These two pieces were sculpted to represent the physical and physiological processes of grief and the loss of one’s self, drawn directly from my personal story. As an individual who was adopted during the One-Child Policy, every moment from my birth was a fight for survival searching for a desperate grasp of air while a nation demanded adherence to a rigid social order in which babies were removed from their families or, at worst, never given a chance to live.
While reckoning with my own origins and searching for where I belong in this world, I also look toward the women whose babies were taken from them. I connect deeply with the experiences of childbirth and the profound postpartum grief that follows the loss of a child who once lived within your body.

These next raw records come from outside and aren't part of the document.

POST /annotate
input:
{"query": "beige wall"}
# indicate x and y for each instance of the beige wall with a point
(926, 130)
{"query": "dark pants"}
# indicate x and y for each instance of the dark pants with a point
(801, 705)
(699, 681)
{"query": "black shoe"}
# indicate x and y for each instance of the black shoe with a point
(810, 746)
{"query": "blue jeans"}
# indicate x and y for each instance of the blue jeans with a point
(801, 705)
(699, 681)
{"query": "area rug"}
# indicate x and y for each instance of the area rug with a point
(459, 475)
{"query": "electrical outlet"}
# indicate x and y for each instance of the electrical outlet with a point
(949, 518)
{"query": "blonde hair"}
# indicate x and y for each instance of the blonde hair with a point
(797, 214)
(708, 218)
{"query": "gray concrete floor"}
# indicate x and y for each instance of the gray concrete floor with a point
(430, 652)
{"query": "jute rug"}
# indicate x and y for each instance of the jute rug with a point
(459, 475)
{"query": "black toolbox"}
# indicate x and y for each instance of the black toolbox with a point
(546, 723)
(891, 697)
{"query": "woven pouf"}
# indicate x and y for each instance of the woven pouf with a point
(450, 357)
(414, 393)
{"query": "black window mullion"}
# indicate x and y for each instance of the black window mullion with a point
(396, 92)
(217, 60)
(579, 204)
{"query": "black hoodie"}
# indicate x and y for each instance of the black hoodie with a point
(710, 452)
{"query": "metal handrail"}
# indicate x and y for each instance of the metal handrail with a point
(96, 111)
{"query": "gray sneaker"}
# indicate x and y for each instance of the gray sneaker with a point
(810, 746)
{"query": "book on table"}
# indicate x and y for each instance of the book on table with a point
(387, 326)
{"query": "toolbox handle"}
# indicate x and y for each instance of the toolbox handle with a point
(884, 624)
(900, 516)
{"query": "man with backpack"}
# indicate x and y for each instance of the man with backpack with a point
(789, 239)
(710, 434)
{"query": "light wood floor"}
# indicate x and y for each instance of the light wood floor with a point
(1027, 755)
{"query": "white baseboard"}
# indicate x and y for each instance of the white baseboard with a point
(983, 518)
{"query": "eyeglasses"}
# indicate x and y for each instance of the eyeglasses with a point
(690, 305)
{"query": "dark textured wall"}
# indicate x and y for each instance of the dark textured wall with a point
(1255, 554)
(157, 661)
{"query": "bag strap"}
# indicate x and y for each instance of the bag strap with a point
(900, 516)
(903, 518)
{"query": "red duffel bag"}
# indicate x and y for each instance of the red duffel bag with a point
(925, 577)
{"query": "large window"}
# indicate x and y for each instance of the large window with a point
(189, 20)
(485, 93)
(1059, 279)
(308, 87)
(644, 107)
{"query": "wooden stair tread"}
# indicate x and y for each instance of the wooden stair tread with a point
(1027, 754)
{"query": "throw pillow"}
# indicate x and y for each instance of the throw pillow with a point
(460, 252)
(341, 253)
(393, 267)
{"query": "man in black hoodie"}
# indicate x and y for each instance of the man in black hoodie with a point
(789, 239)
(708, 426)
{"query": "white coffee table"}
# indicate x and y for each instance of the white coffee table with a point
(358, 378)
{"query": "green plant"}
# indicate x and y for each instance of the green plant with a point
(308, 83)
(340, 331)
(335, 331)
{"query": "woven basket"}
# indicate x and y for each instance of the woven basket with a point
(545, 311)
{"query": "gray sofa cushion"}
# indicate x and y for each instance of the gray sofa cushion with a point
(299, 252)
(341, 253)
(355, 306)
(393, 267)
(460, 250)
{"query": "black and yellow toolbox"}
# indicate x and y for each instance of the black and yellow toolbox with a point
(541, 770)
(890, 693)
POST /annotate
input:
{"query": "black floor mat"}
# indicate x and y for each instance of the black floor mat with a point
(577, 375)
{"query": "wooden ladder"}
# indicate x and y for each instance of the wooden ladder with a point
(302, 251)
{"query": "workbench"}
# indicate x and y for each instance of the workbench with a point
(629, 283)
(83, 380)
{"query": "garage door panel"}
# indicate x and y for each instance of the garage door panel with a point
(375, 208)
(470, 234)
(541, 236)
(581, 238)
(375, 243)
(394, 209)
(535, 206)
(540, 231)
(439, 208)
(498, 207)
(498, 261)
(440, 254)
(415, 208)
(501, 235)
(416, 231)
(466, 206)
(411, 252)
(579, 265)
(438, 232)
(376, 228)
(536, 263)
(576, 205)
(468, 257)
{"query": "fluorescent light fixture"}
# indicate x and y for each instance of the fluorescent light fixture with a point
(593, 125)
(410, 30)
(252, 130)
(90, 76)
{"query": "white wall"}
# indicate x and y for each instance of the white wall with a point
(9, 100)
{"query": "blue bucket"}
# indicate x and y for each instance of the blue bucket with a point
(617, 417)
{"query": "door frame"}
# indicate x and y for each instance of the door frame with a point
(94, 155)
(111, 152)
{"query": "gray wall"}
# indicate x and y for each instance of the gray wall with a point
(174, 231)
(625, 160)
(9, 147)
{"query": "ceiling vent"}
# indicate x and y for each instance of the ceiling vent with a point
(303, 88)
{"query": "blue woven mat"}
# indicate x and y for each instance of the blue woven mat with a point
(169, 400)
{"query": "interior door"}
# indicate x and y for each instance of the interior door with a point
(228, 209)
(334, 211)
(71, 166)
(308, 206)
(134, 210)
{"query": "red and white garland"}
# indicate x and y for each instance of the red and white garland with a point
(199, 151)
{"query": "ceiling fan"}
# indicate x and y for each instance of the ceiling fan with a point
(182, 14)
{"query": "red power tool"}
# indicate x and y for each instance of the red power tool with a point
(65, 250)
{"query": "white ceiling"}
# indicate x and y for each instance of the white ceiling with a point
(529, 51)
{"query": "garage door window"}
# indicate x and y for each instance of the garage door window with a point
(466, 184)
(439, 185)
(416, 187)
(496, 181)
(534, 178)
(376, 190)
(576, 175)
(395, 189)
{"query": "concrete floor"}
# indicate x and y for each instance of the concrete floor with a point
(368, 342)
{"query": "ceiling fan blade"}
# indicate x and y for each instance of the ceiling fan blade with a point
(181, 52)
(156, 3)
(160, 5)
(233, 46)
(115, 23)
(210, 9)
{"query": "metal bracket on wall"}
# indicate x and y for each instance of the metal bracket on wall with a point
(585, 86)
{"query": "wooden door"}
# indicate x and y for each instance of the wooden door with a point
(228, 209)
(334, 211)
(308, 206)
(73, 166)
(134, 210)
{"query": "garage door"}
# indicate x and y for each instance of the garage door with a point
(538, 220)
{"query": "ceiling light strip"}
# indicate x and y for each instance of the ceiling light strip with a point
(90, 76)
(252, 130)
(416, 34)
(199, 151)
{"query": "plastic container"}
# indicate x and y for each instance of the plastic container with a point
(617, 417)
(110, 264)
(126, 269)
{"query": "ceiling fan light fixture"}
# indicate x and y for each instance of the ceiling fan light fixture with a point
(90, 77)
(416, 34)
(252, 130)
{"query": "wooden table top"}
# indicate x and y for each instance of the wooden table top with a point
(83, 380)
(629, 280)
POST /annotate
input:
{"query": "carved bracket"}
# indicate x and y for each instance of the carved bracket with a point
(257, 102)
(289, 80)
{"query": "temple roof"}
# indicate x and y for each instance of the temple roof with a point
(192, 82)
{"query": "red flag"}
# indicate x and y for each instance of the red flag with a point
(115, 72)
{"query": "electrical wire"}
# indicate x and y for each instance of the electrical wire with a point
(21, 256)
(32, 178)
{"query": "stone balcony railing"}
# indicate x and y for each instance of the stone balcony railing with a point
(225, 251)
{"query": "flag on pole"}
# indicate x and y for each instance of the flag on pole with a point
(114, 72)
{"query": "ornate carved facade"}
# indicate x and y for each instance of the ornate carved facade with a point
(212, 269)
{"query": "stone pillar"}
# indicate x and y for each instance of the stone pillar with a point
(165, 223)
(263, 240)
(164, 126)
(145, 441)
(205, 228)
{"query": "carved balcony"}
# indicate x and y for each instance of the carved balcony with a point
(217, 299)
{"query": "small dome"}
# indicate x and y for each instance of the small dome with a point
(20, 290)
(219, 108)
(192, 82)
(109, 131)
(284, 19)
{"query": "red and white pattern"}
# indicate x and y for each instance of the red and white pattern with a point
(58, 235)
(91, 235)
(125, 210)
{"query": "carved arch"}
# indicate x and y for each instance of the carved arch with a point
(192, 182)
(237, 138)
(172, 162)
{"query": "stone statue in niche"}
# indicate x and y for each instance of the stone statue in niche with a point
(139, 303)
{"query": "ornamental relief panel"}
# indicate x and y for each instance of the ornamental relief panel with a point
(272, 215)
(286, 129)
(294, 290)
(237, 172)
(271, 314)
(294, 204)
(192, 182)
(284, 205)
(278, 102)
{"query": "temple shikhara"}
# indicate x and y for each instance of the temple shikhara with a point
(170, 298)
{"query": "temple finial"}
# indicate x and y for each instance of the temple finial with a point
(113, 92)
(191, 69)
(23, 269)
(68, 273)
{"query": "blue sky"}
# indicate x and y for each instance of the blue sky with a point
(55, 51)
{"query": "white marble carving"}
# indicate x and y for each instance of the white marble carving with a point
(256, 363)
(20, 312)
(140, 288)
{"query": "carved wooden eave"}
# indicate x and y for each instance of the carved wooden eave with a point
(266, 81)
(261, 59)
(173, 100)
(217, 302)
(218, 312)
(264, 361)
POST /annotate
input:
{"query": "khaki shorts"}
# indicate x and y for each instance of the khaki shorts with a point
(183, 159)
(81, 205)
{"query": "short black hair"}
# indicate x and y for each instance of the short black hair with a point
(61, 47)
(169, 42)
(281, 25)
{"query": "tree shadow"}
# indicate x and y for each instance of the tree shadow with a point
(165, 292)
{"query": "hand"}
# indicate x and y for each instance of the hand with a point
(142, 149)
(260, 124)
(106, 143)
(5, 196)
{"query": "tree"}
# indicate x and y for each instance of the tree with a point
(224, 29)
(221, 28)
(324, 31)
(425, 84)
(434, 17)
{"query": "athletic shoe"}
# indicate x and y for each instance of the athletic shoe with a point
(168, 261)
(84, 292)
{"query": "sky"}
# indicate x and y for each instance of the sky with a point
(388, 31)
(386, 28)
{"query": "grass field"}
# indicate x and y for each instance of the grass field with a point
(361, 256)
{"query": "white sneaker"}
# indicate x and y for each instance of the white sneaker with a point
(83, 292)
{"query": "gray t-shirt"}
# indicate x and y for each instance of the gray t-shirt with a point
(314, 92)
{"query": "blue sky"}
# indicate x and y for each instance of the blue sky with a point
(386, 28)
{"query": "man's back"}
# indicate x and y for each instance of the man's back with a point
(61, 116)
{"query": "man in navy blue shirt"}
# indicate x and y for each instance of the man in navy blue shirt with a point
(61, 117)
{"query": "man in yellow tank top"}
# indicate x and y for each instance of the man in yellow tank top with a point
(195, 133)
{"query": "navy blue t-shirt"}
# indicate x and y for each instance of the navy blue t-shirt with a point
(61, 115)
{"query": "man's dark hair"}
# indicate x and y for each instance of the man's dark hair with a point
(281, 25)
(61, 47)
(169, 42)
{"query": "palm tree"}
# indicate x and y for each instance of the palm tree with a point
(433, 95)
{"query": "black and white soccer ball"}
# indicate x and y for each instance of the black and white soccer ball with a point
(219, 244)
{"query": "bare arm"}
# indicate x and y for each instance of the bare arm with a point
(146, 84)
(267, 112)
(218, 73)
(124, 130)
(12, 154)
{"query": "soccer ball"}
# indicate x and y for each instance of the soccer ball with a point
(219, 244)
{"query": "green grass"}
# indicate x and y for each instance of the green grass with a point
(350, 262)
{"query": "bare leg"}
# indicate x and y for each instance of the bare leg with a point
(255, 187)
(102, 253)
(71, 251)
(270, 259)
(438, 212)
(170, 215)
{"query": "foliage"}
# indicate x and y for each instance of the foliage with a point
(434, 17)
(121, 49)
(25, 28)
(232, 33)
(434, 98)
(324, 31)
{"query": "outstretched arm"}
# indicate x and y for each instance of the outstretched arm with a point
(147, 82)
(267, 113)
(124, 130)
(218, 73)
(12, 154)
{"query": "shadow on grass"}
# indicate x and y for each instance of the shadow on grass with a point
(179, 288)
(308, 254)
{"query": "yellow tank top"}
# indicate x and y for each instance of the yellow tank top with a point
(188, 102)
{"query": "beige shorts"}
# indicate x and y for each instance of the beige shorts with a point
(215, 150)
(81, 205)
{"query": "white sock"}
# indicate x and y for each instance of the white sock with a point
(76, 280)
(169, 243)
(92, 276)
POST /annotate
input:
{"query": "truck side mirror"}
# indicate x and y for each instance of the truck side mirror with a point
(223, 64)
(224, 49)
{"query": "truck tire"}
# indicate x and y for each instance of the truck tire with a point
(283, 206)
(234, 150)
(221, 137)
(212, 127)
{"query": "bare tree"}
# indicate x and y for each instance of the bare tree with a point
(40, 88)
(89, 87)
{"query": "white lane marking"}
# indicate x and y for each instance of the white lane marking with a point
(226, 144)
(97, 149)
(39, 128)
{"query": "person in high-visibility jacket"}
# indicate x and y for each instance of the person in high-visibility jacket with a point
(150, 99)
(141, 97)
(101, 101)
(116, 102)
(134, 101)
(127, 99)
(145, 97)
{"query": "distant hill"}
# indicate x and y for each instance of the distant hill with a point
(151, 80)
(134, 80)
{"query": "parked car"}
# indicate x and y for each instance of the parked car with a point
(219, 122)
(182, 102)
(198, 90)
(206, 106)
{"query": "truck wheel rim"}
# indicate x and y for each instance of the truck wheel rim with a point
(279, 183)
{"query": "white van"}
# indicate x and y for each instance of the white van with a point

It is as if two souls were once one, and these two sculptures are meant to capture that shared spirit, severed yet still intertwined.
The sculpture on the left depicts the mother, burdened by the heaviness and hollowness that follows birth and loss. A symbolic cavern carved into her abdomen physically expresses the emptiness within her psyche. Beneath her feet, the impressions of a baby’s hands echoing the child’s need for attention, autonomy, and existence. Her open palm represents her vulnerability and her willingness to share this deeply personal part of herself, showing that she can still love the being who once lived within her, even with the emptiness that remains.
The sculpture on the right shows a younger woman, her body resting on jagged forms modeled after a hip bone shattered through surgical removal. This symbolizes my own experience of losing my hip after a car accident. Like the mother, she carries a hollow space, an absence at her hip where bone once resided. She sits upon the remnants of what once supported her. She looks down in pain and anguish of her loss waiting and not knowing if the sensation will fade.
Through the mother who gazes across patiently waiting, the young woman is meant to look up and meet eyes. It is through the openness of the mother and courage of the younger women that a connection can be made. From that connection both can learn that pain and grief are able to be endured, even when they feel imprisoning.